Monde
L’IA générative creuse le fossé entre les nations développées et émergentes
L’adoption de l’intelligence artificielle générative progresse dans le monde, mais les inégalités d’accès entre les pays riches et les pays en développement se sont accentuées au cours des derniers mois, selon une étude récente.
L’intelligence artificielle générative est désormais utilisée par 17,8% de la population mondiale en âge de travailler. Cependant, l’écart d’adoption entre les nations industrialisées et les économies émergentes continue de s’élargir, comme le révèlent les estimations d’un rapport publié récemment par Microsoft. Au premier trimestre 2026, 27,5% des personnes âgées de 15 à 64 ans dans les pays du Nord ont eu recours à un outil d’IA générative, contre seulement 15,4% dans les pays du Sud. Cette différence a progressé de 1,5 point au cours du second semestre 2025.

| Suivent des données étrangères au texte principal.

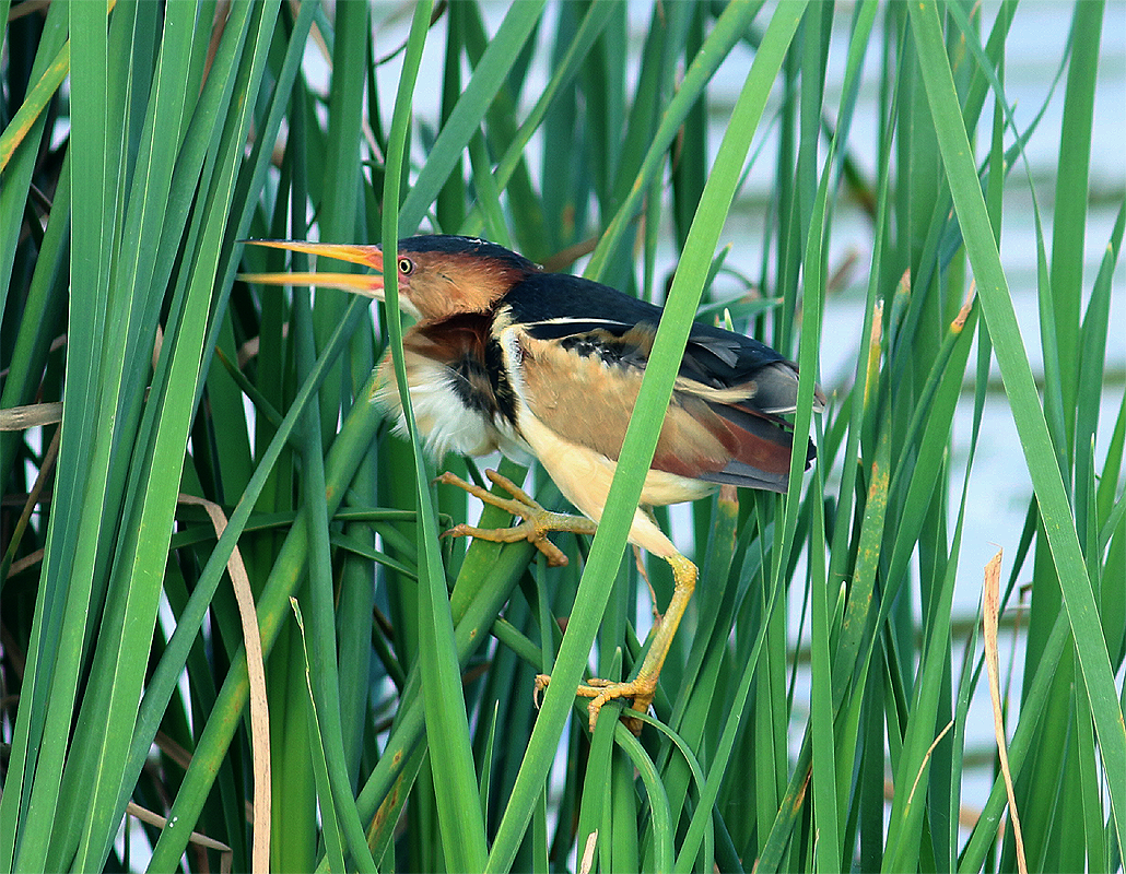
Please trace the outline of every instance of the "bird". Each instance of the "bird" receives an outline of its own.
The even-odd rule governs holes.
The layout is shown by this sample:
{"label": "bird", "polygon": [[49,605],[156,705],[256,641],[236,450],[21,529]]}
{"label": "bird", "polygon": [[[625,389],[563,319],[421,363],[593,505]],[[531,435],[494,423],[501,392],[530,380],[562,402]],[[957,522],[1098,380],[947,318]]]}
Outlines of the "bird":
{"label": "bird", "polygon": [[[497,450],[537,460],[582,514],[552,513],[495,471],[503,498],[444,474],[524,521],[512,528],[455,526],[455,535],[527,539],[551,564],[566,557],[551,531],[593,533],[606,506],[626,427],[650,359],[662,308],[569,273],[547,272],[527,258],[476,237],[430,234],[400,240],[394,259],[377,244],[292,240],[247,241],[361,264],[374,273],[248,273],[249,282],[313,285],[384,299],[393,263],[400,308],[414,318],[403,335],[406,382],[419,432],[436,460],[447,452]],[[374,402],[406,422],[388,355],[379,364]],[[602,705],[618,699],[647,712],[661,668],[683,616],[698,570],[658,525],[653,506],[695,501],[722,485],[785,493],[797,408],[797,364],[739,333],[692,324],[672,397],[645,476],[628,540],[672,568],[673,593],[633,679],[589,679],[577,694],[588,703],[591,730]],[[813,409],[825,396],[814,388]],[[816,450],[806,440],[806,469]],[[538,691],[548,675],[536,679]],[[640,721],[631,726],[635,732]]]}

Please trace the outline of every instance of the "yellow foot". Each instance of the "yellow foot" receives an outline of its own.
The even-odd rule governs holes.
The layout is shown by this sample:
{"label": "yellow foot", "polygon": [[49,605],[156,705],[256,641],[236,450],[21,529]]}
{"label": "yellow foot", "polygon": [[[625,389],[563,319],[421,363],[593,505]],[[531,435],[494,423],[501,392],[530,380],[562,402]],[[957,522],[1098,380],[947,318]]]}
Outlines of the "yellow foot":
{"label": "yellow foot", "polygon": [[[547,688],[547,684],[552,682],[551,676],[547,674],[538,674],[536,676],[536,706],[539,705],[539,693]],[[575,691],[577,695],[590,699],[590,703],[587,705],[587,712],[590,714],[590,730],[593,732],[595,726],[598,723],[598,713],[602,709],[602,704],[615,699],[631,699],[633,701],[632,709],[638,713],[647,713],[649,705],[653,703],[653,695],[656,693],[656,679],[631,679],[626,683],[619,683],[613,679],[598,679],[591,678],[587,685],[581,685]],[[626,723],[634,735],[641,735],[641,728],[644,724],[640,719],[632,719],[631,717],[623,713],[622,721]]]}
{"label": "yellow foot", "polygon": [[524,520],[524,522],[519,525],[513,525],[512,528],[495,529],[480,529],[463,523],[461,525],[455,525],[449,531],[445,532],[443,537],[474,537],[495,543],[516,543],[520,540],[527,540],[547,557],[547,564],[553,567],[562,567],[568,562],[566,556],[563,555],[563,550],[547,539],[547,532],[573,531],[579,534],[595,533],[595,523],[589,519],[572,516],[566,513],[552,513],[549,510],[544,510],[544,507],[540,506],[535,498],[533,498],[508,477],[501,476],[495,470],[486,470],[485,475],[495,485],[508,492],[508,494],[512,497],[502,498],[488,489],[481,488],[481,486],[466,483],[464,479],[450,474],[449,471],[437,477],[435,481],[465,489],[484,503],[492,504],[494,507],[500,507],[501,510],[507,510],[513,516],[519,516]]}

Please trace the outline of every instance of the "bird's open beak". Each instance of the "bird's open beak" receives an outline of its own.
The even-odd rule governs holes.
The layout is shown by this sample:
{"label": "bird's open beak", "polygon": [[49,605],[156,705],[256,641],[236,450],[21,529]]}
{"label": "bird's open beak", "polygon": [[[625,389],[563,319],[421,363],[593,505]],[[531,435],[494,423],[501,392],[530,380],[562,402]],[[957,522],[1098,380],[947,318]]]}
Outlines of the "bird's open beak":
{"label": "bird's open beak", "polygon": [[286,249],[291,252],[304,252],[309,255],[323,255],[351,264],[364,264],[377,271],[370,273],[240,273],[245,282],[259,282],[268,286],[316,286],[318,288],[339,288],[354,295],[373,297],[383,300],[383,252],[374,245],[354,245],[350,243],[306,243],[300,240],[247,240],[247,243],[269,249]]}

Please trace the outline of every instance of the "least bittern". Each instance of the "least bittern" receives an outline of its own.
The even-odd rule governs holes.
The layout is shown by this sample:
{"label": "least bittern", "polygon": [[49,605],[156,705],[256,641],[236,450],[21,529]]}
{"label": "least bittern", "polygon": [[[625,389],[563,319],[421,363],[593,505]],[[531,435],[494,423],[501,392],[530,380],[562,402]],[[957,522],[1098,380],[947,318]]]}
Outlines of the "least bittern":
{"label": "least bittern", "polygon": [[[257,273],[252,282],[309,283],[382,299],[383,251],[376,245],[253,241],[365,264],[377,276]],[[527,538],[555,564],[566,559],[552,530],[593,532],[617,467],[661,308],[607,286],[547,273],[483,240],[415,236],[399,242],[399,301],[417,323],[403,337],[411,405],[436,459],[447,451],[500,450],[538,459],[584,517],[548,513],[513,484],[489,471],[511,495],[503,501],[445,475],[444,481],[520,515],[511,529],[454,533],[490,540]],[[379,367],[375,400],[406,424],[390,355]],[[694,325],[656,452],[634,514],[629,542],[672,567],[672,600],[634,679],[592,679],[590,724],[607,701],[624,697],[645,712],[677,625],[696,586],[696,566],[661,531],[649,507],[694,501],[720,484],[786,492],[793,445],[797,366],[769,346],[717,327]],[[815,391],[814,406],[824,406]],[[808,442],[806,466],[814,458]],[[547,677],[540,677],[542,687]]]}

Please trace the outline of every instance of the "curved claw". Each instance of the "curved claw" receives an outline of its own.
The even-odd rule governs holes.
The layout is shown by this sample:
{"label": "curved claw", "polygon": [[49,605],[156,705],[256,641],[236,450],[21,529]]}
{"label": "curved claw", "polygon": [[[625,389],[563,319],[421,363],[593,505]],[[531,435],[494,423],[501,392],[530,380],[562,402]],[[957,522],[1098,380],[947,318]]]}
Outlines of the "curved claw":
{"label": "curved claw", "polygon": [[450,474],[448,470],[435,477],[434,481],[447,486],[457,486],[485,504],[492,504],[511,513],[513,516],[519,516],[524,522],[511,528],[497,529],[481,529],[463,523],[455,525],[445,532],[443,537],[474,537],[495,543],[516,543],[520,540],[527,540],[547,557],[547,564],[552,567],[563,567],[568,564],[568,557],[563,553],[563,550],[552,543],[547,538],[547,532],[573,531],[582,534],[592,534],[595,532],[595,523],[589,519],[572,516],[566,513],[552,513],[548,510],[544,510],[535,498],[512,483],[512,480],[508,479],[508,477],[501,476],[495,470],[486,470],[485,474],[494,484],[503,488],[512,497],[503,498],[500,495],[494,495],[481,486],[466,483],[459,476]]}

Selon le Microsoft AI Economy Institute, cette disparité découle d’inégalités structurelles dans l’accès à l’électricité, à Internet et aux compétences numériques de base. La performance des modèles d’IA, historiquement meilleure en anglais, freine également leur diffusion dans les régions non anglophones. Néanmoins, les progrès réalisés dans le traitement des langues non européennes favorisent un rattrapage dans certains pays, notamment en Asie.
La France se distingue en se classant au cinquième rang mondial avec 47,8% d’utilisateurs, derrière les Émirats arabes unis, Singapour, la Norvège et l’Irlande. Les États-Unis, pourtant berceau de la plupart des grands modèles d’IA dominants comme ChatGPT, Claude ou Gemini, n’occupent que la 21e position avec 31,3% d’utilisateurs.

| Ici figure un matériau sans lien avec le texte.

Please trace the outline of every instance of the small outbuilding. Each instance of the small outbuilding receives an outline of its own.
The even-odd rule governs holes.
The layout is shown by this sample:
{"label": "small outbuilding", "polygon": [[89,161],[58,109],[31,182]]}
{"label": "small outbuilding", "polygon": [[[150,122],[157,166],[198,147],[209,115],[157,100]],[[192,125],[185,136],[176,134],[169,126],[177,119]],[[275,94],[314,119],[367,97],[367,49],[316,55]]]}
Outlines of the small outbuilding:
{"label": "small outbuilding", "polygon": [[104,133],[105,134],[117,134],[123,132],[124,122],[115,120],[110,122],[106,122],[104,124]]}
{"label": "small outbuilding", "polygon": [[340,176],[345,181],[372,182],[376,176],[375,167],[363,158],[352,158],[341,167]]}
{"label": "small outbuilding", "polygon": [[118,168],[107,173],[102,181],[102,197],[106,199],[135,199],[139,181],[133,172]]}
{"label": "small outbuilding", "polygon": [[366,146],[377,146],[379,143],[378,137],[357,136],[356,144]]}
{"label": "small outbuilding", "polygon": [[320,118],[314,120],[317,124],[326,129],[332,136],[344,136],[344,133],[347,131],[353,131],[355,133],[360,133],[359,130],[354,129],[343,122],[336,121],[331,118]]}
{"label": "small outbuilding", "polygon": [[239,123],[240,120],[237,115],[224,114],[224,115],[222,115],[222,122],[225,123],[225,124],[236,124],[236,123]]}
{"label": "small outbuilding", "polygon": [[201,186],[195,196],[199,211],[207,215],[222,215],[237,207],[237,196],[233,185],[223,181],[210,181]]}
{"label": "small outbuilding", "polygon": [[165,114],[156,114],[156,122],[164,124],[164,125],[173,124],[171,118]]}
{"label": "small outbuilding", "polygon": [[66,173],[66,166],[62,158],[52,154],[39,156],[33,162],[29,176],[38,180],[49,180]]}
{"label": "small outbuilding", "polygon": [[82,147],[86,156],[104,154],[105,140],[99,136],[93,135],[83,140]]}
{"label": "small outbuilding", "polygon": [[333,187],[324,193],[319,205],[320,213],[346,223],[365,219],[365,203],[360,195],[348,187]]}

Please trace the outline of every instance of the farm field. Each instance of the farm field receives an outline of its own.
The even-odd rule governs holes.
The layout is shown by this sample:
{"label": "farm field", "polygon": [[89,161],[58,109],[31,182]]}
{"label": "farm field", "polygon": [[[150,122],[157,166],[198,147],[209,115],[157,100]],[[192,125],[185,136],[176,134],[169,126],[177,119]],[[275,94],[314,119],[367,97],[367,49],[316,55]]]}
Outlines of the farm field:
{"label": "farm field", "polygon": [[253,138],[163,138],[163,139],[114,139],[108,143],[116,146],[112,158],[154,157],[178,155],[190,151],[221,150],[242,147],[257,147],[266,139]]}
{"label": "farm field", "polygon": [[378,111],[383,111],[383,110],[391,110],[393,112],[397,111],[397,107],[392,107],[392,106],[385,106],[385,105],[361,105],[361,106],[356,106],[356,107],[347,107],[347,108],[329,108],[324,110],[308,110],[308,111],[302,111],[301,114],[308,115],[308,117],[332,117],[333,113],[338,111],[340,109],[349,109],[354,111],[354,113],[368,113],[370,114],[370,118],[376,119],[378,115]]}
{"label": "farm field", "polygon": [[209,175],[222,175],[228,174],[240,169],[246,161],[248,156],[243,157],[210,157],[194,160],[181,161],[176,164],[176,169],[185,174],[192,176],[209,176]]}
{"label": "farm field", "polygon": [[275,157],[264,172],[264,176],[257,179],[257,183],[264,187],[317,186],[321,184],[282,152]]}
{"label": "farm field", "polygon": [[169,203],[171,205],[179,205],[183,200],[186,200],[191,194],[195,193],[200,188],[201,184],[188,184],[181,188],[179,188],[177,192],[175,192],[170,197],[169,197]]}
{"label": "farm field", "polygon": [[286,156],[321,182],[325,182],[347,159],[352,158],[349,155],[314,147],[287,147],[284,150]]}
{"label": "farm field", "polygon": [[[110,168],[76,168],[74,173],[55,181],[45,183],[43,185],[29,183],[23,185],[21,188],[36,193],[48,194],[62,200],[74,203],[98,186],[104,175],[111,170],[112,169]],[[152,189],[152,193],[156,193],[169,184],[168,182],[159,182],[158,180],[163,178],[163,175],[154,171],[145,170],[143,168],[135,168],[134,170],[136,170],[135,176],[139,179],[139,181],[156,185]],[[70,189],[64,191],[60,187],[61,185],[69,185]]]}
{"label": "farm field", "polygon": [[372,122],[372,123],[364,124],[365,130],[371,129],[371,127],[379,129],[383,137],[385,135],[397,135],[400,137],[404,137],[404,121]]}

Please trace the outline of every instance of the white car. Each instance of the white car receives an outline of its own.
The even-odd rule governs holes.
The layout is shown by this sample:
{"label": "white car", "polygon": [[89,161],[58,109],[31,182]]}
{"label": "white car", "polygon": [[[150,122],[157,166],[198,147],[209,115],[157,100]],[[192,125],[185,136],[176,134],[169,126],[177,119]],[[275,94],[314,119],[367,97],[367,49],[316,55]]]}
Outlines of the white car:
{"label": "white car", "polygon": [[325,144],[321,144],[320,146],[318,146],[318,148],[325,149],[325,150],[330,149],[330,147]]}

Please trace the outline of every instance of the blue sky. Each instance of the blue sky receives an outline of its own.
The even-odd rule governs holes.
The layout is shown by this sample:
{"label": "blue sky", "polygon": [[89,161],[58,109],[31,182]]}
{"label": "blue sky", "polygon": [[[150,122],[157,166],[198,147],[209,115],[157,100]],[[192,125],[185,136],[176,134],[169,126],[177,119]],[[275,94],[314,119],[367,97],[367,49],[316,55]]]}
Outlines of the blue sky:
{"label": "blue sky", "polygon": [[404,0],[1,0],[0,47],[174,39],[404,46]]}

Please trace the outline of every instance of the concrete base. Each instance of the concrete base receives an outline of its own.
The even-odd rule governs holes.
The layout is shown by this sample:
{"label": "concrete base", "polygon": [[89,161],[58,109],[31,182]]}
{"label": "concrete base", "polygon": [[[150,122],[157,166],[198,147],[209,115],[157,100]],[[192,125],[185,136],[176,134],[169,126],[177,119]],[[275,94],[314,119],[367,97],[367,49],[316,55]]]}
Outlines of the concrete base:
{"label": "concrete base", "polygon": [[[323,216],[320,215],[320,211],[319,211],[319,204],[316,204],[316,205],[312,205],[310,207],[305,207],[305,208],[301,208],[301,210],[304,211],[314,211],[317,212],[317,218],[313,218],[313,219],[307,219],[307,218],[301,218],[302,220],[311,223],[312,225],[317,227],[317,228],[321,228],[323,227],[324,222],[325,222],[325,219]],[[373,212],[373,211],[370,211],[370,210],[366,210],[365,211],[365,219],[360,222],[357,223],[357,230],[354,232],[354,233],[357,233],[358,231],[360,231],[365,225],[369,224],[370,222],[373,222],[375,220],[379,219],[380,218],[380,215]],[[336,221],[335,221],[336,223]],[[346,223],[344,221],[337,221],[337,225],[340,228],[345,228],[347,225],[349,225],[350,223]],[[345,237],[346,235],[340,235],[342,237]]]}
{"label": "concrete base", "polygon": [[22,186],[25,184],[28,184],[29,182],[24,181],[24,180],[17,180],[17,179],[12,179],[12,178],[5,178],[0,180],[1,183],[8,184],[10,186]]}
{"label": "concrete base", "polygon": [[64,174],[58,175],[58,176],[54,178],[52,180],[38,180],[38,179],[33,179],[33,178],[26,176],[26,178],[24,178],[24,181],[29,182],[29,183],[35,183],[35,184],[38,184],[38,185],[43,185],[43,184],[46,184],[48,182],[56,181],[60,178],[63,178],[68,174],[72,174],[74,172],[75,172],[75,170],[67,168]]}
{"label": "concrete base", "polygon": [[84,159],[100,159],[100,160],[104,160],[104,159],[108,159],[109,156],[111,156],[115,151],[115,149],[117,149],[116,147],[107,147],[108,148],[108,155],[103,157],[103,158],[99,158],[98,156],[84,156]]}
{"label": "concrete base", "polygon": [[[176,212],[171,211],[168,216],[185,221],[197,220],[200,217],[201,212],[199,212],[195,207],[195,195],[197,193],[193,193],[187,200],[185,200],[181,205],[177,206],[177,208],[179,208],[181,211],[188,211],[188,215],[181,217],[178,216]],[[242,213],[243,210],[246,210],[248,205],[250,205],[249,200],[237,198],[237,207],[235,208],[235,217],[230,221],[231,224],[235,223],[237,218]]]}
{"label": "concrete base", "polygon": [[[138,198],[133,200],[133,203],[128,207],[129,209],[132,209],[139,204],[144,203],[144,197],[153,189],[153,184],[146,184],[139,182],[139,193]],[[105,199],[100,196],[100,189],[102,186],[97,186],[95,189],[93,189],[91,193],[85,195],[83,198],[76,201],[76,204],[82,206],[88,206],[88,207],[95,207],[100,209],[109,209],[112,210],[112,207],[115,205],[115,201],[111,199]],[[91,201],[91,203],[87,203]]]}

Ces estimations reposent principalement sur la télémétrie des ordinateurs fonctionnant sous Windows et des produits de Microsoft tels que Bing et Copilot. Elles n’intègrent que partiellement l’usage sur les appareils Apple, et les données consolidées manquent pour la Russie, l’Iran et la Chine. Les Émirats arabes unis, qui figurent en tête du classement, entretiennent des liens étroits avec Microsoft, le groupe ayant annoncé en novembre un investissement de 15 milliards de dollars dans l’IA dans le pays, dont 1,5 milliard dans l’entreprise nationale G42.

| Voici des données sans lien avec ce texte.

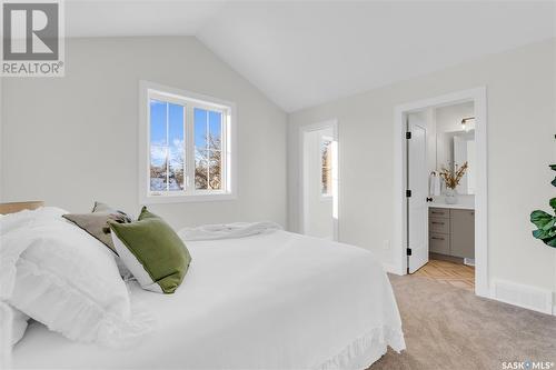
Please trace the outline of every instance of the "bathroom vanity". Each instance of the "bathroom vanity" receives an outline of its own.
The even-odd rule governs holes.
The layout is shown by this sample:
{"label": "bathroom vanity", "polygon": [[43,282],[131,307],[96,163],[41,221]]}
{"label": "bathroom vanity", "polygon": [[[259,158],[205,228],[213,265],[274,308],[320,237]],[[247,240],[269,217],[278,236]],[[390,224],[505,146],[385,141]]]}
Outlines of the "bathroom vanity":
{"label": "bathroom vanity", "polygon": [[475,210],[431,204],[428,210],[429,252],[456,259],[475,258]]}

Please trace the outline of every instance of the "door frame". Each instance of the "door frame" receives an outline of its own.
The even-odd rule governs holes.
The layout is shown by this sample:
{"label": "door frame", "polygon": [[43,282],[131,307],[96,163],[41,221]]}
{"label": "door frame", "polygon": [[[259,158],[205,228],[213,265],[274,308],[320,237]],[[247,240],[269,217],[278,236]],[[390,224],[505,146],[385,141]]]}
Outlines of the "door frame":
{"label": "door frame", "polygon": [[467,101],[475,108],[476,193],[475,193],[475,294],[489,297],[488,281],[488,156],[487,156],[487,90],[478,87],[439,97],[399,104],[394,116],[394,246],[396,272],[407,273],[406,210],[406,114]]}
{"label": "door frame", "polygon": [[[428,113],[425,112],[425,116],[428,116]],[[409,128],[410,127],[409,114],[406,113],[405,117],[404,117],[404,119],[406,120],[406,126],[405,126],[406,127],[406,131],[409,131],[410,130],[410,128]],[[428,117],[427,117],[427,119],[428,119]],[[427,126],[423,127],[423,124],[416,124],[416,126],[420,127],[425,131],[425,167],[427,167],[427,164],[428,164],[427,163],[427,159],[428,159],[428,154],[429,154],[428,153],[428,143],[427,143],[428,127]],[[411,138],[411,140],[415,140],[415,139]],[[406,140],[406,142],[405,142],[406,153],[407,153],[407,150],[409,149],[411,140]],[[407,161],[408,158],[409,158],[409,154],[405,157],[405,160]],[[427,172],[425,172],[425,176],[427,176],[426,173]],[[410,187],[409,182],[410,182],[409,181],[409,168],[406,167],[406,189],[411,189],[411,191],[415,193],[415,188]],[[428,182],[427,182],[427,184],[428,184]],[[427,196],[426,197],[428,197],[428,187],[427,187]],[[410,209],[409,198],[406,197],[405,203],[406,203],[406,211],[407,211],[407,210]],[[428,208],[428,203],[427,203],[426,207]],[[427,213],[428,213],[428,210],[427,210]],[[409,218],[409,214],[407,217]],[[407,226],[407,223],[406,223],[406,226]],[[410,228],[406,228],[406,229],[407,229],[406,232],[409,233],[410,232]],[[426,248],[426,250],[427,250],[427,257],[426,257],[426,262],[423,266],[425,266],[428,262],[428,254],[429,254],[429,248],[430,248],[429,244],[428,244],[428,222],[425,222],[425,236],[426,236],[426,244],[424,246],[424,248]],[[409,248],[409,244],[407,242],[406,242],[406,248]],[[414,252],[415,252],[415,249],[414,249]],[[408,270],[409,270],[409,260],[410,260],[410,258],[409,258],[409,256],[407,256],[406,257],[406,261],[407,261],[407,269]],[[420,267],[419,267],[419,269],[420,269]],[[415,270],[415,271],[417,271],[417,270]]]}
{"label": "door frame", "polygon": [[298,212],[299,212],[299,232],[305,233],[306,224],[306,197],[305,197],[305,134],[311,131],[319,131],[322,129],[332,129],[334,140],[336,141],[336,168],[332,167],[332,181],[336,174],[336,187],[332,187],[332,238],[335,241],[339,240],[339,187],[340,187],[340,171],[339,171],[339,137],[338,137],[338,120],[330,119],[311,124],[304,124],[299,127],[298,132],[298,150],[299,150],[299,182],[298,189]]}

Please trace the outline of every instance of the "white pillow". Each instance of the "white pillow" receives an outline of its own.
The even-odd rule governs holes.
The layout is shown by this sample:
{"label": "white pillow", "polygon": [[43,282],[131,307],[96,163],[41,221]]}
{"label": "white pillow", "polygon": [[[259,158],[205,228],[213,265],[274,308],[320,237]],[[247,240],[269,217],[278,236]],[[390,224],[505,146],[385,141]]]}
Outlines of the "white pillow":
{"label": "white pillow", "polygon": [[72,340],[121,347],[148,331],[112,252],[59,212],[32,212],[1,236],[0,298]]}
{"label": "white pillow", "polygon": [[26,333],[28,321],[29,317],[27,314],[6,302],[0,302],[2,343],[12,347],[19,342]]}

Contrairement aux craintes de destruction d’emplois liées à l’automatisation, Microsoft soutient que les outils d’IA destinés à la programmation pourraient accroître la demande de développeurs. Le groupe précise toutefois qu’il est encore trop tôt pour mesurer l’impact complet de l’IA sur le marché du travail. Pour la première fois de son histoire, Microsoft a d’ailleurs proposé en avril des départs volontaires à près de 9 000 de ses employés américains. Selon un agrégateur privé, près de 99 000 personnes ont été licenciées dans le secteur technologique depuis le début de l’année, principalement aux États-Unis.